На курсе психологической подготовки нас учили отключать боль. Блокировать сигналы, поступающие от страдающих нервных окончаний, воспарять разумом над бренной оболочкой и притворяться бестелесным облачком.
Так вот: сейчас это не помогало. По мере продвижения вглубь острова, огонь поднимался от ступней к коленям, потом выше, выше... Нет, одежда на мне по-прежнему не дымилась, искры из глаз не сыпались и пар из ушей не валил. Но чувствовал я себя, как козлёнок, которого заживо поджаривают на вертеле.
Ещё немного, - признался я себе. - И я не выдержу... Завою, и дам дёру в лодку, как ошпаренный бес.
Чем-то это напоминало жжение серебряных цепей, или же оковы Справедливости, что не так давно я испытал на суде. Магия! - мысль вспыхнула в мозгу, как сверхновая.
Ни о какой святости речи не идёт, вся земля здесь опутана охранными заклятиями против нечисти!
Закрыв глаза, я увидел огненные тенета, похожие на раскалённую колючую проволоку. Они тянулись по земле, взбирались на стволы елей, кружили вокруг камней, и самое главное - не прерываясь ни на сантиметр, окружали всё побережье.
Мысленным взором охватил я весь остров Валаам, - колючая проволока окружала его в несколько рядов...
Впрочем, насчёт святости я ошибся: охранные заклятья питались верой монахов. Плетения, клубки, цепочки силы предстали передо мной, словно наяву. И ещё: вглубь озера, от подошвы острова, шел главный корень - самый яркий, самый толстый, похожий на сплетение корабельных канатов. И где-то в глубине, у самого дна, корень этот терялся.
Шеф! - хотел закричать я. - Что-то здесь не так!..
Но открыв глаза, проглотил всё, вплоть до языка.
Совсем рядом, в каких-то нескольких сантиметрах от себя, я увидел серые, с зелёными крапинками глаза. Такие знакомые, что у меня поджались яички.
Глаза моего сержанта из учебки...
Глава 6
- Здравия желаю товарищ сержант! - слова вырвались из меня как бы против воли, рука заученно вознеслась ко лбу.

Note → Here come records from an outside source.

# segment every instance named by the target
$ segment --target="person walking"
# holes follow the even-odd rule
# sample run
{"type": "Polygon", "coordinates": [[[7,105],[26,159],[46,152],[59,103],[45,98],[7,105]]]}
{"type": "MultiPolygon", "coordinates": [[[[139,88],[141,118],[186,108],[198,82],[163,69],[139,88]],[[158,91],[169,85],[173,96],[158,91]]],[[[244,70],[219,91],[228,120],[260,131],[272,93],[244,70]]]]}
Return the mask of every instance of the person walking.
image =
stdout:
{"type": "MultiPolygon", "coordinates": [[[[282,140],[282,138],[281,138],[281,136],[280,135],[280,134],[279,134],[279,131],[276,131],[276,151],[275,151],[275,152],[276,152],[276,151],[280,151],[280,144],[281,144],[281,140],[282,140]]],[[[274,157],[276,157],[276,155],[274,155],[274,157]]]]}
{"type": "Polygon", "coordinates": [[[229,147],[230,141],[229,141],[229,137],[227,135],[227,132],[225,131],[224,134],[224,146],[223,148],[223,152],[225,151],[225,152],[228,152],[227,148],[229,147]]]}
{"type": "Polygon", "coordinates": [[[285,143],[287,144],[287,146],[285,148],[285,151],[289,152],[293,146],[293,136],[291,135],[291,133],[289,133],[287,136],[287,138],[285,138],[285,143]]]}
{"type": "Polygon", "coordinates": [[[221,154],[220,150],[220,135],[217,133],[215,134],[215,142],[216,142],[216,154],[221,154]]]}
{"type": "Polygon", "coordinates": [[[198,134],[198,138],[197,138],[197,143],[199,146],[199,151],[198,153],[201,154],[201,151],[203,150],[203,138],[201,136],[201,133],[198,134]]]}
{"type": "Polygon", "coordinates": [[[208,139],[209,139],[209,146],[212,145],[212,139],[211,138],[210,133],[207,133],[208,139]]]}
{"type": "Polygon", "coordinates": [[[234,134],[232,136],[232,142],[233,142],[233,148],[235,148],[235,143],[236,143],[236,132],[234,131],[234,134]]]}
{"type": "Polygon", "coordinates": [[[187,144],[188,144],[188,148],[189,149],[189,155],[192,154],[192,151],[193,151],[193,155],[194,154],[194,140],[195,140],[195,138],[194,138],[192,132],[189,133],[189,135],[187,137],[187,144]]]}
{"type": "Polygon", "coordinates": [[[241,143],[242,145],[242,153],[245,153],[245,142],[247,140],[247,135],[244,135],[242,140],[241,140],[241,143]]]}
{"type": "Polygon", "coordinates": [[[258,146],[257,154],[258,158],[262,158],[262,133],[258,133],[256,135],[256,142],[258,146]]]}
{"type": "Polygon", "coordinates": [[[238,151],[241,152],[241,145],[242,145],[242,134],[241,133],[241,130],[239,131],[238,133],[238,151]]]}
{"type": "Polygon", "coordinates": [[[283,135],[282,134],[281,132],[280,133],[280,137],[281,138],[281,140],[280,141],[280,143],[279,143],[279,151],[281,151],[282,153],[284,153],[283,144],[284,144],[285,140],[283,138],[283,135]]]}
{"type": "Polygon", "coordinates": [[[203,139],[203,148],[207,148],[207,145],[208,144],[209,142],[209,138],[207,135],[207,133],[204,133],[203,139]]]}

- К пустой голове руки не прикладывают, - его глаза, злые, бешеные и в то же время удивительно спокойные, отдалились на безопасное расстояние. - Ну вот и свиделись, рядовой Стрельников. А значит сие - воля Божья. Отец Онуфрий, - сержант протянул широкую руку подошедшему Алексу. Протянул, как в миру, чтобы поздороваться, а не для целования... Да и не стал бы, честно говоря, Алекс чьих-то рук целовать. - Назначен настоятелем в сей приход около года назад, после того, как прежний настоятель, отец Кондрат, отошел в мир Иной. Это, - он кивнул на чернеца. - Инок Софроний. Помощник мой.
- Вы обо мне наслышаны, - не спрашивая, утвердил Алекс. Руку он принял, крепко пожал, да и задержал на пару лишних секунд - словно пульс решил посчитать.
- Слухами земля полнится, - буднично пожал плечами сержант Щербак, посторонился, пропуская Алекса на тропинку, и кивнув мне, начал подниматься за ним следом.
Я не мог двинуться с места. Забыв про цель нашего прибытия на остров, про огонь, который жег меня изнутри и снаружи, я вдруг заново почувствовал себя зелёным новобранцем, бросившим престижный универ ради желания испытать характер.
Если бы меня спросили, какое самое яркое переживание у меня было за всё время военной карьеры, я бы с дрожью в голосе, но совершенно не задумываясь, ответил: сержант Щербак. Это он встречал новобранцев в учебке. Это его простое дружелюбное лицо видели мы каждое утро во время побудки. Это его твёрдый берц сорок пятого размера придавал ускорение нашим задницам на полосе препятствий, и это его добродушный голос, сообщающий, что "чем глубже мы закопаемся, тем меньше нас убьют" - слышался мне в кошмарах каждую ночь...
Выйдя из учебки и получив назначение в Сирию, я почувствовал себя совершенно счастливым. Потому что знал, что никогда, ни при каких обстоятельствах больше не увижусь с сержантом Агафоном Тодосовичем Щербаком.
- Вы передумали? - голос инока Софрония вывел меня из ступора.